Las hojas verdes que observo son las mismas que han estado siempre, las reconozco más por la oscuridad en que me inundan que por la luz que logra insolentemente pasar a través; esas hojas que han sido mi compañía por tanto tiempo y que me protegen, sin hacer ruido ni pedir reembolso, pues no me cuidan por voluntad propia, sino a causa de su única naturaleza protectora, la propiedad inherente de la perpetuación que actúa sobre mi de manera indirecta, a través de las hojas, y me mantiene vivo bajo ellas, mejor dicho bajo su sombra.
No extraño el sol, apenas recuerdo su sensación como una desagradable, de las que mi memoria no se preocupa por perpetuar y por lo tanto se desvanecen junto a las nimiedades de la vida diaria, que también salieron de mi rutina al tiempo que lo hacían los calientes rayos del sol.
Sí, abandoné el sol y las actividades rutinarias de mi vida, académica y enfermiza, para incubarme en esta cámara amniótica formada por hojas de árbol selvático, viviendo solamente con los nutrientes que me son entregados y que yo consumo de manera lenta y constante, tanto así que durante todo el tiempo que mis ojos están abiertos me dedico a masticar esas raíces que crecen a mi alrededor sólo con el objetivo de permitírmelo a mi.
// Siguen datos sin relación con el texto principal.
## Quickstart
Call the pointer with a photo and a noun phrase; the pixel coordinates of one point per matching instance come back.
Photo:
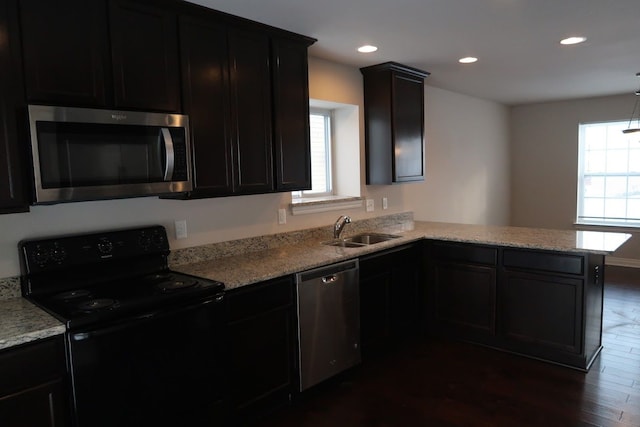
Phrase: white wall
(467, 161)
(466, 182)
(544, 159)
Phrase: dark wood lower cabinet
(541, 304)
(261, 348)
(33, 390)
(390, 301)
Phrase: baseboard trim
(622, 262)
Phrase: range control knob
(144, 241)
(105, 247)
(41, 256)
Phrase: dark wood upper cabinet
(394, 123)
(13, 191)
(65, 51)
(205, 89)
(250, 80)
(291, 114)
(144, 43)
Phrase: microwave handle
(168, 149)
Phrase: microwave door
(169, 153)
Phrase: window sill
(324, 204)
(606, 227)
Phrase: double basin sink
(360, 240)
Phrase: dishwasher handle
(330, 279)
(328, 272)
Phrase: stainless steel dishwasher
(329, 321)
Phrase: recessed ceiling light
(573, 40)
(467, 60)
(367, 49)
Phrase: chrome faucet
(339, 225)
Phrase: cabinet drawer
(544, 261)
(31, 364)
(467, 253)
(253, 300)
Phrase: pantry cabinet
(13, 187)
(394, 123)
(66, 59)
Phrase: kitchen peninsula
(533, 292)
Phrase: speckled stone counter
(22, 322)
(243, 262)
(274, 256)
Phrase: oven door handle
(170, 154)
(131, 321)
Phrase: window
(608, 175)
(321, 167)
(335, 159)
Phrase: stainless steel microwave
(91, 154)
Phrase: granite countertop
(22, 322)
(256, 266)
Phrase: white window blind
(609, 175)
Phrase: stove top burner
(175, 285)
(96, 304)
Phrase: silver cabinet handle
(170, 159)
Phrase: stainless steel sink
(371, 238)
(360, 240)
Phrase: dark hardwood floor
(439, 383)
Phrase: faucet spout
(339, 225)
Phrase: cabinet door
(541, 312)
(13, 194)
(394, 123)
(145, 57)
(375, 303)
(464, 298)
(408, 129)
(65, 50)
(251, 112)
(203, 47)
(462, 281)
(39, 406)
(390, 296)
(291, 116)
(261, 334)
(33, 390)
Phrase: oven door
(157, 369)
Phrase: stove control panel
(61, 252)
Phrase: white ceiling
(516, 41)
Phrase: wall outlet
(282, 216)
(370, 205)
(181, 229)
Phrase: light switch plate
(370, 205)
(282, 216)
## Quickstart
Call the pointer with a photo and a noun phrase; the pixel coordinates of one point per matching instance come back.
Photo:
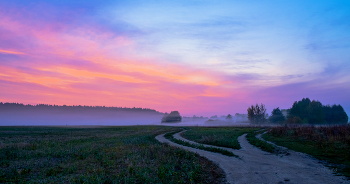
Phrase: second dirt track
(256, 166)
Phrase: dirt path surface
(256, 166)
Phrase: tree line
(301, 112)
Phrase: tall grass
(330, 143)
(199, 146)
(98, 155)
(218, 136)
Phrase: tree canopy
(277, 116)
(257, 114)
(313, 112)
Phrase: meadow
(218, 136)
(98, 155)
(227, 137)
(328, 143)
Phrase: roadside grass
(328, 143)
(170, 137)
(98, 155)
(251, 137)
(218, 136)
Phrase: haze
(200, 58)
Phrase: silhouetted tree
(314, 112)
(257, 114)
(277, 116)
(229, 117)
(294, 120)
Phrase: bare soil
(257, 166)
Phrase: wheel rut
(257, 166)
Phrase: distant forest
(302, 112)
(73, 108)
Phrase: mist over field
(16, 115)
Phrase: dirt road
(256, 166)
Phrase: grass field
(218, 136)
(330, 143)
(263, 145)
(98, 155)
(200, 146)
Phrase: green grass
(331, 144)
(259, 143)
(201, 147)
(218, 136)
(98, 155)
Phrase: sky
(197, 57)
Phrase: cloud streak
(198, 58)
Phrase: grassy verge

Recuerdo el rostro desencajado que tenía ella esa noche, unos ojos sorprendidos que observaban el techo de madera y una bombilla ahorradora, como aterrados por su falta de luz, mientras un hilillo de sangre, ya seca, se proyectaba de sus fosas nasales hasta las rémoras de lo que seguramente fue una acumulación de saliva convertida en espuma al escapar a través de una dentadura apretada que apenas soportaba la fuerza que imprimía la mandíbula. Víctima de un veneno, no se de cual, habían demasiados en nuestras manos todos los días, que yo usaba para limpiar el piso y encerar mi auto, pero que ella decidió beber para quitar el alma de su cuerpo.
Sirviéndome de mi índice y mi meñique halé los párpados por encima de las pupilas, pero aún así aquella mirada sorprendida penetraba a través de la fina piel y no paraba de observar la bombilla, el techo de madera, y a mi, atravesaba también mis párpados, fuertemente cerrados, con su mirada aguda, y le preguntaba directamente a mi cerebro si era culpa de ella que el libro no se pudiera publicar.
-No, la culpa no es tuya, es del escritor.
-¿Tenías que escribir de mí? No soy materia para libros.
-No de libros, pero sí de escritor, además muchos de los grandes se han inspirado de la misma forma.
-Los vampiros se publican, y la alacena está vacía hace mucho.
-En este hogar no sobrevivirían jamás esos desgraciados, estamos funcionando con aire, son mascotas que requieren mucho cuidado.
Después de esa conversación matutina que siempre intentaba ridiculizar un poco para no sentir su indiscutible verdad, nos sentábamos en la mesa para comer lo poco que quedaba en la casa, esa comida que antes tenía como destino la basura o que incluso fue necesario sacar de aquella caneca verde y maloliente, masticábamos en silencio disfrutando la sensación de náuseas que causaba la comida al entrar en nuestro sistema. Salía a intentar publicar mi libro o tal vez a encontrar trabajo como redactor en un diario de crónica roja, mientras ella se bebía el blanqueador o el detergente.
Salí corriendo, escapando aquella mirada que no respetaba los tejidos humanos, para encontrarme con un sol gigante, un circulo resplandeciente que caía sobre mi piel sometiéndola a una lenta cocción, sin idea alguna de cuando y donde, sólo ese disco que me atraía hacía el con su tamaño legendario para convertirme en cenizas, hasta que llegué al bosque y me liberé de mi existencia.
Por eso no extraño el sol, porque para mi ya no existe sol alguno, mi mundo está compuesto por frondosos árboles que se siguen infinitamente hacía todos los puntos cardinales, pero dispuestos de tal manera que jamás se repiten, y mis muros están encima y debajo, encima las verdes hojas que me acompañan y protegen, y debajo las hojas secas que son testigo de que el tiempo alguna vez existió y que unos pies se afanan por tocar, mientras observo en cada rama el cuerpo suspendido por el cuello de un algo que al parecer un día, hace mucho, se llamó a si mismo hombre.